To put that in perspective, when Trump notoriously called Hillary Clinton “a nasty woman” during one of their presidential debates, Mark Zuckerberg was still living in a dorm room, and Brad and Angelina were nothing more than co-stars.
And even though they have similar titles, J.K. Rowling’s final Harry Potter book, Deathly Hallows, came out a full year and a half after Trump gave his infamous inaugural address, “American Carnage.”
Remember the Women’s March? Babies at those protests are now middle schoolers. Checking for gray hairs yet?
Get this: Trump withdrew from the TPP the same year Quddus withdrew from TRL.

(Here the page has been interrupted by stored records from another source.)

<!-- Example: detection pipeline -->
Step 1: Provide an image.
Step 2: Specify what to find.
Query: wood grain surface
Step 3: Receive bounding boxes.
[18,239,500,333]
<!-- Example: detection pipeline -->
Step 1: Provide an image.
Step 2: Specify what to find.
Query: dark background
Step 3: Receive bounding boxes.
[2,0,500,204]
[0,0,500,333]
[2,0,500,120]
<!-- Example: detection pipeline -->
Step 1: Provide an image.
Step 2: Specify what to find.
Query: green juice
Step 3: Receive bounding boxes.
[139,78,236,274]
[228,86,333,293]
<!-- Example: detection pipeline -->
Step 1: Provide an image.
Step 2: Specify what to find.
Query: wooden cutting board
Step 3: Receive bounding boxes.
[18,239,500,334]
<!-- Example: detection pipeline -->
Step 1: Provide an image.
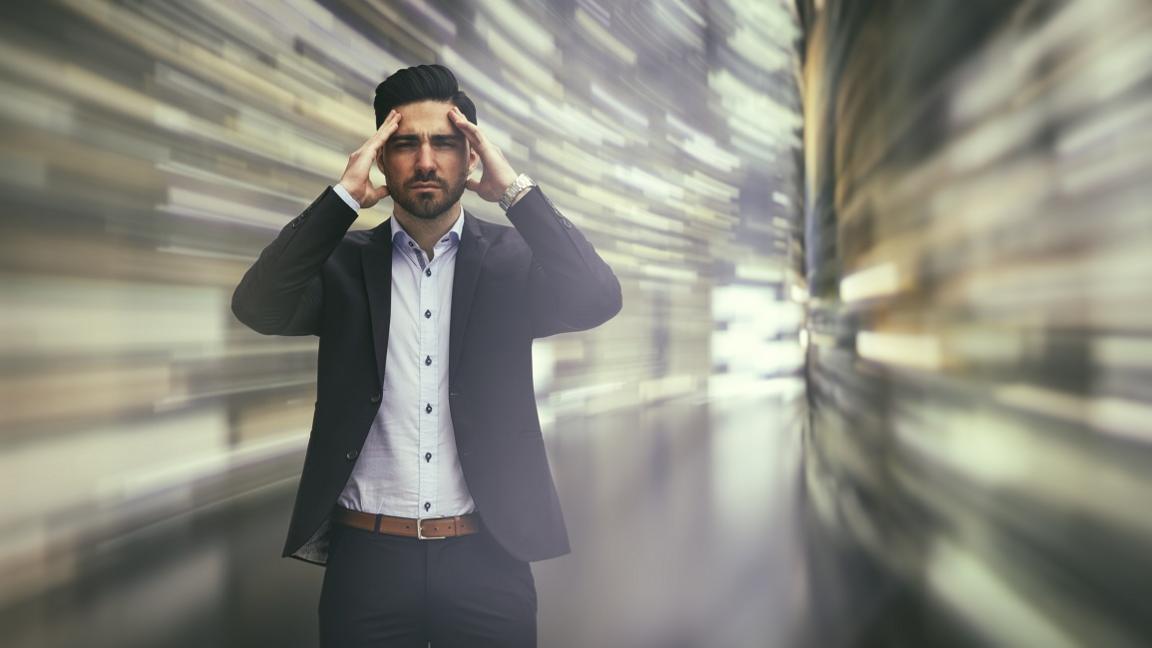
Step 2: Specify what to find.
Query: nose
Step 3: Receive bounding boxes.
[416,142,435,175]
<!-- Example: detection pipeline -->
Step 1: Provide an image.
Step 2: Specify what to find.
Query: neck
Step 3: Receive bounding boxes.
[392,201,461,259]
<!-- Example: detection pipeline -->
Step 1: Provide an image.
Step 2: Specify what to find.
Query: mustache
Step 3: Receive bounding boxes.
[406,173,447,187]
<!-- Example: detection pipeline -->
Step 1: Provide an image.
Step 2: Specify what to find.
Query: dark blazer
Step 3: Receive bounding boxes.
[232,187,622,564]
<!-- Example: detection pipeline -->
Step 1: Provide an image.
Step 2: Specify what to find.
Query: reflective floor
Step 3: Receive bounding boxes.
[0,385,809,648]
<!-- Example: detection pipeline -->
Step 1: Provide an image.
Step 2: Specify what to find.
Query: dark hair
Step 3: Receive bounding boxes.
[372,63,476,128]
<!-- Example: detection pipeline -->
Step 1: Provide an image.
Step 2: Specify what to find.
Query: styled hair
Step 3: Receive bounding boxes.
[372,63,476,128]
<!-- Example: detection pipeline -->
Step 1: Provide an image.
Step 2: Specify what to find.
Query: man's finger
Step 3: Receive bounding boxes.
[369,179,388,204]
[448,107,487,152]
[372,110,400,142]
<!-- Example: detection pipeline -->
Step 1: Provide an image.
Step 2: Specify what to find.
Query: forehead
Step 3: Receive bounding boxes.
[396,101,456,135]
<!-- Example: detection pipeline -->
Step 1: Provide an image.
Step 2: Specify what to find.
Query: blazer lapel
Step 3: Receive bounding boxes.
[448,211,490,385]
[361,220,392,385]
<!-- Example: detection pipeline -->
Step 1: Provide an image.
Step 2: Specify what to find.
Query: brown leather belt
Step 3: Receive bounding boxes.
[332,507,480,540]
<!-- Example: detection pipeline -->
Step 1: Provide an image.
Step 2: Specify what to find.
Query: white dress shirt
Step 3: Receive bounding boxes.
[333,184,476,518]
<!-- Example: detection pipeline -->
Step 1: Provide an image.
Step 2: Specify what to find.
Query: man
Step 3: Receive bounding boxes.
[226,61,622,648]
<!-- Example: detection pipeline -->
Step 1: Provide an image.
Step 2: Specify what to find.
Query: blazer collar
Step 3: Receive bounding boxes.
[361,211,491,389]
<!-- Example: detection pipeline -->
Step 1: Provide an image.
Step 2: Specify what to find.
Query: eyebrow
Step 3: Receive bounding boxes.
[388,134,463,144]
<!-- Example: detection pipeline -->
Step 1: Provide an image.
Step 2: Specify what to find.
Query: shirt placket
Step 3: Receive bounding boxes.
[416,239,440,518]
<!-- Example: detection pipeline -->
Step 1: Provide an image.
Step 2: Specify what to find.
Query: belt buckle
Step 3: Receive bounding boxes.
[416,518,448,540]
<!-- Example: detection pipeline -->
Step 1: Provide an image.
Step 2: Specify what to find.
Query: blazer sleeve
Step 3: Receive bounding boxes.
[232,187,356,336]
[508,187,623,338]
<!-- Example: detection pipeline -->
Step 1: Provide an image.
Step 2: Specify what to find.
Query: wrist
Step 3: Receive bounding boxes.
[500,173,536,211]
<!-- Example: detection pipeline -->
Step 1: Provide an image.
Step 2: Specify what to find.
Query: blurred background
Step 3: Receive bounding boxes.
[0,0,1152,648]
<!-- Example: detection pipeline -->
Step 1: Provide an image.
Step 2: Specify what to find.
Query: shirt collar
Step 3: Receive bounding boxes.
[388,209,464,248]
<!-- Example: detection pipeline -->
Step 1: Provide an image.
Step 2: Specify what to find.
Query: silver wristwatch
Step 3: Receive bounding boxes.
[500,173,536,211]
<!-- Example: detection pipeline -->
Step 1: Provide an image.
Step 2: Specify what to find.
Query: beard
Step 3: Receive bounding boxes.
[389,169,468,220]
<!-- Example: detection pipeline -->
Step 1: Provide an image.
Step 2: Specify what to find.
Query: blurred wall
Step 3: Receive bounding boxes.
[0,0,803,606]
[799,0,1152,647]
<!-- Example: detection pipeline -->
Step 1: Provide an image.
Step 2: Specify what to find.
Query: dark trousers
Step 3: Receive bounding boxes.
[319,525,536,648]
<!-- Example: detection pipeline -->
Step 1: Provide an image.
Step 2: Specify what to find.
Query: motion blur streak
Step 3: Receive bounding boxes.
[801,0,1152,647]
[0,0,1152,648]
[0,0,803,647]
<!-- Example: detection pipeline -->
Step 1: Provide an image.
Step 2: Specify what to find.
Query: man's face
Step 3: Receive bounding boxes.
[380,101,478,220]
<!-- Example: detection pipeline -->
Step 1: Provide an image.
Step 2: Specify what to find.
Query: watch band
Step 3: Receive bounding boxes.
[500,173,536,211]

During his time as president, President Trump has attempted two different travel bans targeting a total of seven predominantly Muslim countries. In that same time, there have been three different Spider-Men attempted across a total of four predominantly mediocre movies. Feel like checking in a nursing home?
What about the time the president hung up on the Australian Prime Minister or refused to shake hands with the Chancellor of Germany? Coincidentally, that was back when they were still making Jackass movies
Or how about when President Trump’s national security adviser resigned for lying about meeting with the Russian ambassador? Or Trump accused the previous president of wiretapping him? Or Rachel Maddow did the whole primetime tax return stunt? Sure, it all may seem insane now, but keep in mind this was all going on back during a different era of insanity: Linsanity.
If this doesn’t make you feel old AF, I don’t know what will. Maybe the fact that when Trump was elected, “AF” just meant a cool place at the mall to buy cargo shorts.
Or maybe it’s only been a couple months. It’s so tough to tell.